Rotating Black Hole Entropy from M5-branes

TL;DR

This paper calculates the superconformal index of 3d theories from M5-branes on hyperbolic 3-manifolds, linking microscopic field theory results to black hole entropy and exploring mathematical structures in quantum gravity.

Contribution

It introduces a novel computation of the superconformal index using 3d-3d correspondence and perturbative invariants, connecting black hole entropy to field theory and mathematical results.

Findings

Matching of supergravity one-loop and field theory $ ext{log} N$ terms.

Microscopic derivation of rotating black hole entropy.

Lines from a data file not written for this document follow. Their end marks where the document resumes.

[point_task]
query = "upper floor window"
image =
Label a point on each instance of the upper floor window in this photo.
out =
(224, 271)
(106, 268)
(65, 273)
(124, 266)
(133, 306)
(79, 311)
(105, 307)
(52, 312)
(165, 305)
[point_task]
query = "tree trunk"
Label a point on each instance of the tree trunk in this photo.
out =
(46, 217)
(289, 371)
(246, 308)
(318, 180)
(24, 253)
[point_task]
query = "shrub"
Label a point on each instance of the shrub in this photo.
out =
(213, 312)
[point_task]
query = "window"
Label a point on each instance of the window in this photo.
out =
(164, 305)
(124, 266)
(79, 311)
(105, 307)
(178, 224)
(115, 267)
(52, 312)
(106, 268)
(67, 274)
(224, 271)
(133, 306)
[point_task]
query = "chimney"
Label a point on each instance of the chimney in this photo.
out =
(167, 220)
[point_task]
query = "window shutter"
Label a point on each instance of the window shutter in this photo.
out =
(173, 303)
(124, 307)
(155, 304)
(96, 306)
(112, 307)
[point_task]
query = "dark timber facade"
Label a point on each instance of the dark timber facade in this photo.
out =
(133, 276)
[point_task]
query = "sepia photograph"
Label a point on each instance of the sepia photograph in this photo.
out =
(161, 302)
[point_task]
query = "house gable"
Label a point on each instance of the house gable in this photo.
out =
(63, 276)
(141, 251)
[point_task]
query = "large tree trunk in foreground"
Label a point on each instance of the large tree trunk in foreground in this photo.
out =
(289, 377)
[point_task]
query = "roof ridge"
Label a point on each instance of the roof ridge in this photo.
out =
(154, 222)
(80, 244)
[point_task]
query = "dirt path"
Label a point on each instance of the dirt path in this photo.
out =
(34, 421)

Evidence for vanishing of the refined topologically twisted index.

Abstract

We compute the superconformal index of 3d $\mathcal{N}=2$ superconformal theories obtained from $N$ M5-branes wrapped on a hyperbolic 3-manifold. Exploiting the 3d-3d correspondence, we use perturbative invariants of $SL(N,\mathbb{C})$ Chern-Simons theory to determine the superconformal index in the large $N$ limit, including corrections logarithmic in $N$. The leading order partition function provides a microscopic foundation for the entropy function of the dual rotating asymptotically AdS$_4$ black holes. We also verify that the supergravity one-loop contribution to the $\log N$ term coincides with the field theoretic result. We propose a 3d-3d formulation for the refined topologically twisted index, and provide strong evidence in support of its vanishing --- which agrees with the fact that the expected dual rotating magnetically-charged black hole does not exist. This provides an interesting link between gravity and a tantalizing mathematical result.